De Bault and Halmi (1975) described mosaicism for trisomy 7 in a psychiatric patient and her daughter, who also had mental illness. The authors proposed autosomal dominant inheritance of a predisposing gene.

The possibility of autosomal recessive genes predisposing to nondisjunction was examined by Kwiterovich et al. (1966), who determined the frequency of Down syndrome in an inbred Amish population, and by Matsunaga (1966), who investigated the frequency of consanguinity in the parents of cases of Down syndrome. These studies gave no suggestion of inbreeding effect in contrast to the work of Gowen (1933) indicating such an effect in Drosophila and suggestive earlier work with Down syndrome.

Hirschhorn and Hsu (1969) and Hsu et al. (1970) described a family of Portuguese extraction, with second-cousin parents, in which 2 daughters had 45,X-46,XY-47,XYY mosaicism and a son had 46,XY-47,XYY mosaicism. A third daughter showed 5% aberrant cells (extra B group chromosome, extra small acrocentric chromosome, missing C group chromosome). The authors postulated an autosomal recessive gene which predisposes the homozygote to 'mitotic instability.' Others have proposed a dominant factor for nondisjunction.

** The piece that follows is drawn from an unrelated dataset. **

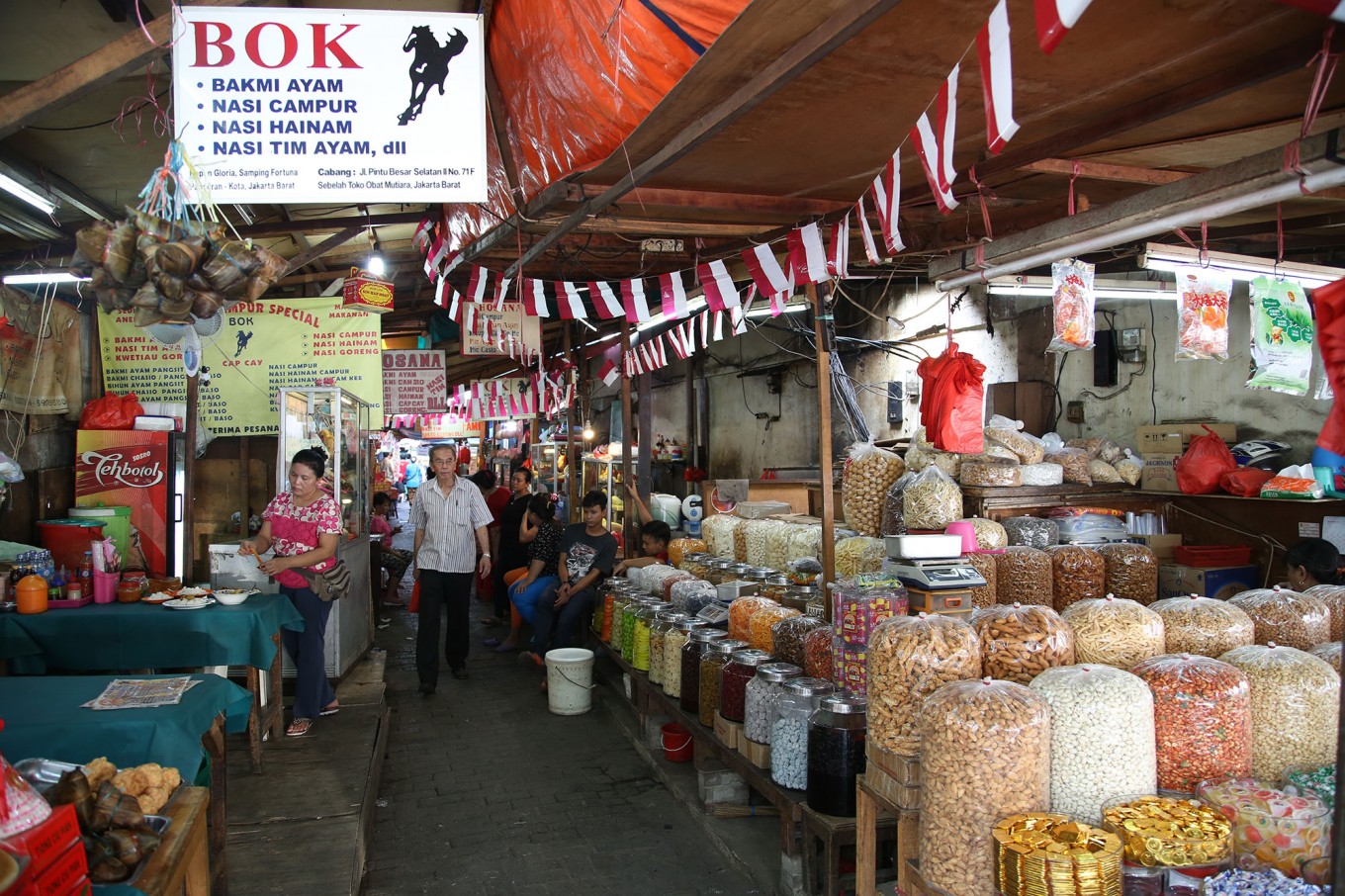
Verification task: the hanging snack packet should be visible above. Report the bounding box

In Kuwait, Alfi et al. (1980) found that Down syndrome was about 4 times more frequent among the children of closely related parents than among those with unrelated parents (p less than 0.005). By contrast, Devoto et al. (1985) could find no increased consanguinity in the parents or grandparents of Down syndrome cases.

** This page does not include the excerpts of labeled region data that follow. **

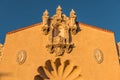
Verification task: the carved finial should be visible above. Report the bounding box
[70,9,76,18]
[43,9,49,15]
[0,43,3,48]
[57,5,62,10]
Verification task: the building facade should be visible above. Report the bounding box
[0,6,120,80]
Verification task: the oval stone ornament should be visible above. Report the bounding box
[94,49,103,64]
[17,50,27,64]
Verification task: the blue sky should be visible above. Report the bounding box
[0,0,120,43]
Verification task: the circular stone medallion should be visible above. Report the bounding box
[94,49,103,64]
[17,50,27,64]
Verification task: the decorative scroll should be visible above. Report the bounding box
[42,6,78,56]
[34,58,83,80]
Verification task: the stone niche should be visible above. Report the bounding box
[42,6,78,56]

Juberg et al. (1990) reported X-chromosome mosaicism in females of 3 generations. The phenotypic effect, if any, appeared to be limited to reduced fertility.

Warburton et al. (2004) commented that there are few data concerning the recurrence risk for individual trisomies or the risk for recurrence of trisomy for a different chromosome, despite the large number of prenatal diagnoses performed for the detection of trisomy. Recurrence of trisomy in the offspring of a couple could occur for several reasons: (1) chance alone, due to the maternal age-associated risk, (2) parental gonadal mosaicism for trisomy, or (3) factors associated with an increased risk of meiotic error. By analyzing records from prenatal diagnoses from 2 sources and using the standardized morbidity ratio (SMR), Warburton et al. (2004) compared the observed number of trisomies with the expected numbers, giving maternal age-specific rates. SMRs were calculated both for recurrence of the same trisomy (homotrisomy) and of a different trisomy (heterotrisomy). After all cases with an index trisomy 21 were combined, the SMR for homotrisomy was 2.4 (p = 0.0005). For heterotrisomy, the SMR after an index trisomy 21 was 2.3; the SMR did not vary with maternal age at the first trisomy. For prenatal diagnoses following a nonviable trisomy diagnosed in a spontaneous abortion, the SMR for a viable trisomy was 1.8. The significantly increased risk for heterotrisomy supported the hypothesis that some women have a risk for nondisjunction higher than do others of the same age.

Animal Model

Beadle (1932) described in maize a recessive gene, termed 'sticky,' which predisposed to mitotic nondisjunction. Lewis and Gencarella (1952) described a similar recessive mutation in Drosophila.

In mice, Hansmann and Jenderny (1983) found a suggestion of strain differences in frequency of aneuploidy.